Open jorisvandenbossche opened 7 years ago
changed here: https://github.com/pandas-dev/pandas/commit/e8d9e79fc7d0a31e8c37c82f1e48d51cce59e9e0
this tries to coerce keys back to the original dtype, might be buggy
So the question is, when not merging on a common column (in this case left:column and right:index), do we want both in the output, and should both be unique? (or only unique in the overlapping values?)
Some further exploration (with the same example as above):
Settting the right index to other values makes it clear the index and key column duplicates the 'merge' values:
In [7]: right = pd.DataFrame({'col_right': ['a', 'b', 'c']}, index=[2,3,4])
In [8]: left.merge(right, left_on='key', right_index=True, how="right")
Out[8]:
key col_left col_right
2 2 NaN a
3 3 NaN b
4 4 NaN c
When the left frame is not fully empty, but just missing values in comparison to right frame, you also get strange behaviour:
In [10]: left = pd.DataFrame({'key':[3], 'col_left':['e']})
In [11]: left
Out[11]:
col_left key
0 e 3
In [12]: left.merge(right, left_on='key', right_index=True, how="right")
Out[12]:
col_left key col_right
0 e 3 b
0 NaN 2 a
0 NaN 4 c
The 'key' column is also filled like before, but now the index is gone (and not even default values, but all 0's)
Behaviour in 0.18 of the above:
In [18]: left = pd.DataFrame({'key':[3], 'col_left':['e']})
In [19]: left.merge(right, left_on='key', right_index=True, how="right")
Out[19]:
col_left key col_right
0 e 3.0 b
0 NaN 2.0 a
0 NaN 4.0 c
So the bug with the 0's in the index is the same, and also here the key column gets filled in (only not retained dtype, that is what was fixed in 0.19).
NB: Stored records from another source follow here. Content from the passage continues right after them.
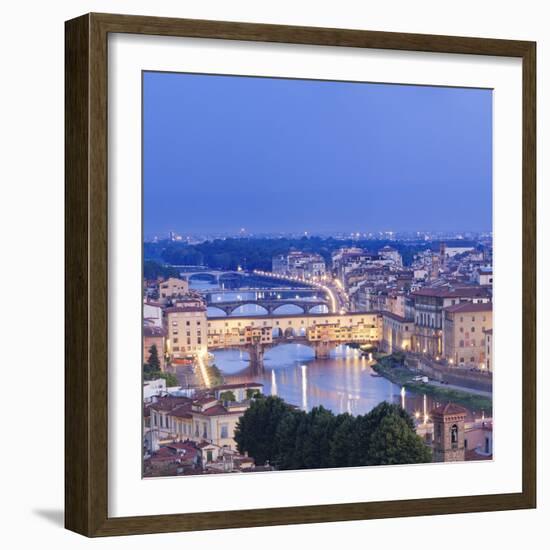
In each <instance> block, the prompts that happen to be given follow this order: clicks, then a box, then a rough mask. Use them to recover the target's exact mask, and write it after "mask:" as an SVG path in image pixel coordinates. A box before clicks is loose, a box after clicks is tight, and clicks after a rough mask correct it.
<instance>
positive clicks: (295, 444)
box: [273, 411, 306, 470]
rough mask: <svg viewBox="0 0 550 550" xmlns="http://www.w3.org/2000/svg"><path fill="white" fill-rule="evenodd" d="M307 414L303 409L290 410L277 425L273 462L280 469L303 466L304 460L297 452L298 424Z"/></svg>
mask: <svg viewBox="0 0 550 550" xmlns="http://www.w3.org/2000/svg"><path fill="white" fill-rule="evenodd" d="M305 416H306V413H305V412H303V411H288V412H286V413H285V414H284V415H283V416H282V418H281V421H280V422H279V425H278V426H277V431H276V433H275V448H276V452H275V455H274V457H273V462H274V465H275V466H276V467H277V468H279V469H280V470H296V469H299V468H301V467H302V461H301V459H300V458H299V457H298V454H297V449H298V448H299V442H298V440H297V438H298V426H299V425H300V423H301V422H302V420H303V419H304V417H305Z"/></svg>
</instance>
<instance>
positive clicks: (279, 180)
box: [143, 72, 492, 236]
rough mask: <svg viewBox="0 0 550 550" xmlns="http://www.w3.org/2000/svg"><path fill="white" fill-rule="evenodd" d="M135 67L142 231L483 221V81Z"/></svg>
mask: <svg viewBox="0 0 550 550" xmlns="http://www.w3.org/2000/svg"><path fill="white" fill-rule="evenodd" d="M143 79H144V80H143V111H144V113H143V120H144V136H143V151H144V233H145V235H146V236H152V235H163V234H166V233H167V232H168V231H169V230H174V231H176V232H178V233H183V234H197V233H203V234H204V233H236V232H237V231H238V230H239V228H241V227H244V228H246V230H247V231H248V232H252V233H273V232H285V233H290V232H293V233H298V232H303V231H308V232H310V233H330V232H334V233H336V232H351V231H361V232H364V231H388V230H393V231H415V230H426V231H430V230H433V231H463V230H472V231H488V230H491V227H492V92H491V90H479V89H467V88H438V87H430V86H405V85H393V84H392V85H385V84H370V83H356V82H353V83H348V82H331V81H312V80H290V79H278V78H251V77H239V76H236V77H234V76H214V75H193V74H181V73H153V72H146V73H144V76H143Z"/></svg>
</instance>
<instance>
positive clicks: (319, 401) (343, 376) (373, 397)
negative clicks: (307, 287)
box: [191, 280, 434, 415]
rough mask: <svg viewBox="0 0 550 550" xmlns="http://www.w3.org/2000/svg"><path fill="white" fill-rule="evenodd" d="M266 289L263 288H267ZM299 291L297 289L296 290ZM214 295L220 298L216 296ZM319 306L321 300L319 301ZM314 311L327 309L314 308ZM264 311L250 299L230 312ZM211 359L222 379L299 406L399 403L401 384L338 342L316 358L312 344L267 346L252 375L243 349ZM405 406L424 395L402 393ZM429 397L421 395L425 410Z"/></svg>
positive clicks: (235, 315) (236, 314)
mask: <svg viewBox="0 0 550 550" xmlns="http://www.w3.org/2000/svg"><path fill="white" fill-rule="evenodd" d="M191 286H192V288H195V289H197V290H199V289H200V290H211V291H212V293H215V292H216V289H217V288H218V287H217V286H216V285H214V284H212V283H208V282H205V281H203V280H200V281H192V284H191ZM266 290H268V289H266ZM297 292H298V293H299V291H297ZM250 297H252V295H251V294H249V293H247V292H246V290H245V289H243V290H232V291H230V292H225V293H224V294H223V295H222V294H220V295H219V297H218V296H216V295H214V300H215V301H228V300H231V301H233V300H240V299H247V298H250ZM218 298H219V299H218ZM318 307H319V308H323V307H324V306H318ZM295 308H296V306H291V305H284V306H281V307H280V309H278V310H277V311H278V313H281V314H284V313H298V312H301V310H296V309H295ZM318 311H319V312H322V311H326V310H323V309H319V310H318ZM264 313H265V311H264V310H263V309H262V308H260V307H258V306H255V305H244V306H241V308H239V311H238V312H235V313H233V314H232V316H238V315H241V316H242V315H262V314H264ZM208 315H209V316H221V315H223V313H222V312H220V310H218V309H214V308H212V309H209V310H208ZM213 354H214V358H215V359H214V362H215V364H216V365H217V366H218V368H219V369H220V370H221V371H222V373H223V374H224V376H225V379H226V382H227V383H234V382H244V381H254V382H261V383H262V384H263V385H264V388H263V391H264V393H265V394H266V395H278V396H279V397H281V398H282V399H284V400H285V401H286V402H288V403H291V404H293V405H296V406H298V407H300V408H303V409H304V410H310V409H311V408H312V407H315V406H319V405H323V406H324V407H325V408H327V409H330V410H331V411H333V412H334V413H336V414H337V413H343V412H348V413H350V414H354V415H357V414H364V413H367V412H368V411H370V410H371V409H372V408H373V407H375V406H376V405H377V404H378V403H380V402H381V401H388V402H391V403H402V399H403V398H402V396H401V393H400V392H401V388H400V387H399V386H396V385H395V384H393V383H392V382H390V381H389V380H386V379H385V378H382V377H380V376H378V375H376V373H375V372H374V371H373V370H372V368H371V367H370V366H369V364H368V361H367V358H366V357H362V356H361V355H360V354H359V351H358V350H355V349H351V348H348V347H346V346H340V347H338V348H337V349H336V350H335V351H334V353H333V354H332V355H331V357H330V358H328V359H316V358H315V355H314V352H313V350H312V349H311V348H309V347H308V346H305V345H301V344H283V345H280V346H277V347H275V348H272V349H270V350H268V351H267V352H266V354H265V356H264V366H265V370H264V372H263V373H262V374H260V375H258V374H255V375H253V374H252V373H251V372H250V370H249V368H248V355H247V353H246V352H241V351H239V350H217V351H214V352H213ZM404 401H405V408H406V409H407V410H408V411H409V413H411V414H412V415H414V414H415V413H417V414H422V413H423V408H424V396H422V395H415V394H413V393H408V392H407V393H406V394H405V397H404ZM433 406H434V403H433V402H432V400H431V398H429V397H428V398H427V399H426V409H427V411H428V412H429V411H430V410H431V409H432V407H433Z"/></svg>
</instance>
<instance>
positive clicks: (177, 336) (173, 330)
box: [165, 306, 208, 359]
mask: <svg viewBox="0 0 550 550" xmlns="http://www.w3.org/2000/svg"><path fill="white" fill-rule="evenodd" d="M165 313H166V330H167V341H166V351H167V353H168V355H169V356H170V357H171V358H175V359H184V358H186V357H193V356H196V355H203V354H205V353H206V352H207V349H208V347H207V345H208V326H207V321H206V307H204V306H191V307H169V308H166V310H165Z"/></svg>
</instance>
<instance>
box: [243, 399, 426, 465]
mask: <svg viewBox="0 0 550 550" xmlns="http://www.w3.org/2000/svg"><path fill="white" fill-rule="evenodd" d="M235 441H236V442H237V445H238V449H239V451H240V452H241V453H243V452H248V454H249V455H250V456H251V457H253V458H254V460H255V462H256V464H258V465H260V464H264V463H265V462H266V461H269V462H270V464H272V465H273V466H275V467H276V468H278V469H280V470H297V469H310V468H337V467H349V466H374V465H382V464H416V463H423V462H430V461H431V450H430V449H429V448H428V447H427V446H426V445H425V444H424V442H423V440H422V439H421V438H420V437H419V436H418V435H417V434H416V432H415V429H414V424H413V421H412V419H411V417H410V416H409V414H408V413H407V412H406V411H404V410H403V409H402V408H401V407H399V406H397V405H391V404H389V403H386V402H383V403H380V404H379V405H378V406H377V407H375V408H374V409H373V410H372V411H370V412H369V413H368V414H365V415H360V416H351V415H349V414H347V413H345V414H339V415H334V414H333V413H332V412H331V411H329V410H327V409H325V408H323V407H315V408H314V409H312V410H311V411H310V412H307V413H306V412H304V411H301V410H298V409H295V408H293V407H291V406H290V405H288V404H287V403H285V402H284V401H283V400H282V399H280V398H279V397H272V396H269V397H264V396H261V397H259V398H256V399H254V400H253V402H252V404H251V406H250V407H249V409H248V410H247V411H246V412H245V413H244V415H243V416H242V417H241V418H240V420H239V423H238V425H237V428H236V431H235Z"/></svg>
So probably the filling of the key column is then the desired behaviour ?
The behaviour of the resulting index is rather buggy:
In [15]: left
Out[15]:
col_left key
0 e 3
## All zero's
In [16]: left.merge(right, left_on='key', right_index=True, how="right")
Out[16]:
col_left key col_right
0 e 3 b
0 NaN 2 a
0 NaN 4 c
In [17]: left = pd.DataFrame({'key':[2,3,4], 'col_left':['e', 'd', 'g']})
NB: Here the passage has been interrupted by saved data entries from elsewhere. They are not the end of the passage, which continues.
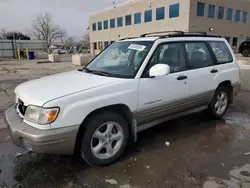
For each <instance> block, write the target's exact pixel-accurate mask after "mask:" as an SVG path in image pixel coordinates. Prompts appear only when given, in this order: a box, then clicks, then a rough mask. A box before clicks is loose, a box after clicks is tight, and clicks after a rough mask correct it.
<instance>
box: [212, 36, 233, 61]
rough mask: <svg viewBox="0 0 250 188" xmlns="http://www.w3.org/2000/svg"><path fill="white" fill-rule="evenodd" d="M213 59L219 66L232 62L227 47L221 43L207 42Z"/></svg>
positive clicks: (220, 41)
mask: <svg viewBox="0 0 250 188" xmlns="http://www.w3.org/2000/svg"><path fill="white" fill-rule="evenodd" d="M209 44H210V46H211V48H212V50H213V52H214V54H215V57H216V59H217V62H218V63H219V64H222V63H229V62H232V61H233V57H232V55H231V52H230V50H229V49H228V47H227V45H226V44H225V43H224V42H222V41H214V42H209Z"/></svg>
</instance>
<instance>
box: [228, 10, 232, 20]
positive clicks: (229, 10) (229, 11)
mask: <svg viewBox="0 0 250 188" xmlns="http://www.w3.org/2000/svg"><path fill="white" fill-rule="evenodd" d="M227 20H231V21H232V20H233V9H232V8H229V9H227Z"/></svg>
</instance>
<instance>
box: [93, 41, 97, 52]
mask: <svg viewBox="0 0 250 188" xmlns="http://www.w3.org/2000/svg"><path fill="white" fill-rule="evenodd" d="M94 50H97V43H96V42H94Z"/></svg>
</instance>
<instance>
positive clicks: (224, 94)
mask: <svg viewBox="0 0 250 188" xmlns="http://www.w3.org/2000/svg"><path fill="white" fill-rule="evenodd" d="M229 102H230V89H229V88H228V87H225V86H220V87H219V88H217V90H216V91H215V93H214V97H213V99H212V101H211V103H210V105H209V111H210V113H211V115H212V116H213V117H215V118H221V117H223V116H224V115H225V113H226V112H227V109H228V107H229Z"/></svg>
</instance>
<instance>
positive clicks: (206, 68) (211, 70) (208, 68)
mask: <svg viewBox="0 0 250 188" xmlns="http://www.w3.org/2000/svg"><path fill="white" fill-rule="evenodd" d="M184 45H185V49H186V56H187V69H188V71H187V77H188V80H189V85H190V100H192V101H193V103H192V107H198V106H202V105H205V104H208V103H209V101H210V100H211V97H212V95H213V92H214V90H215V88H216V87H217V86H216V83H215V76H216V74H217V73H218V70H217V66H216V64H215V58H214V55H213V53H212V50H211V48H210V47H209V45H208V43H206V42H197V41H195V42H184Z"/></svg>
## Incorrect "default" index (or not sure where that values are coming from)
In [18]: left.merge(right, left_on='key', right_index=True, how="right")
Out[18]:
col_left key col_right
0 e 2 a
1 d 3 b
2 g 4 c
## This seems correct?
In [19]: left = pd.DataFrame({'key':[0,1,2,3,4,5], 'col_left':['e', 'd', 'g', 'h
...: ', 'b', 'p']})
In [20]: left.merge(right, left_on='key', right_index=True, how="right")
Out[20]:
col_left key col_right
2 g 2 a
3 h 3 b
4 b 4 c
yeah I would say the index of the result is wrong. It should be just a range index. Maybe not getting setup somehow.
In [10]: left
Out[10]:
col_left key
0 e 3
In [11]: right
Out[11]:
col_right
2 a
3 b
4 c
In [12]: left.merge(right, left_on='key', right_index=True, how="right", indicator=True)
Out[12]:
col_left key col_right _merge
0 e 3 b both
0 NaN 2 a right_only
0 NaN 4 c right_only
It should be just a range index.
It is a right join on the index (at least on the right index), so an option is also to preserve the right index. It makes that you have the merge values duplicate (in column and in index), but the same is true when merging on two different named columns.
BTW, when merging on two different columns, the key columns also don't get filled in on non-matching rows:
In [33]: left = pd.DataFrame({'key_left': [3], 'col_left': ['e']})
In [34]: right = pd.DataFrame({'col_right': ['a', 'b', 'c'], 'key_right':[2,3,4]
...: })
In [35]: left.merge(right, left_on='key_left', right_on='key_right', how='right'
...: )
Out[35]:
col_left key_left col_right key_right
0 e 3.0 b 3
1 NaN NaN a 2
2 NaN NaN c 4
So this is a further inconsistency with the left_on='key', right_index=True
case.
seems to work correctly when using dates for the keys ... except for the weird index.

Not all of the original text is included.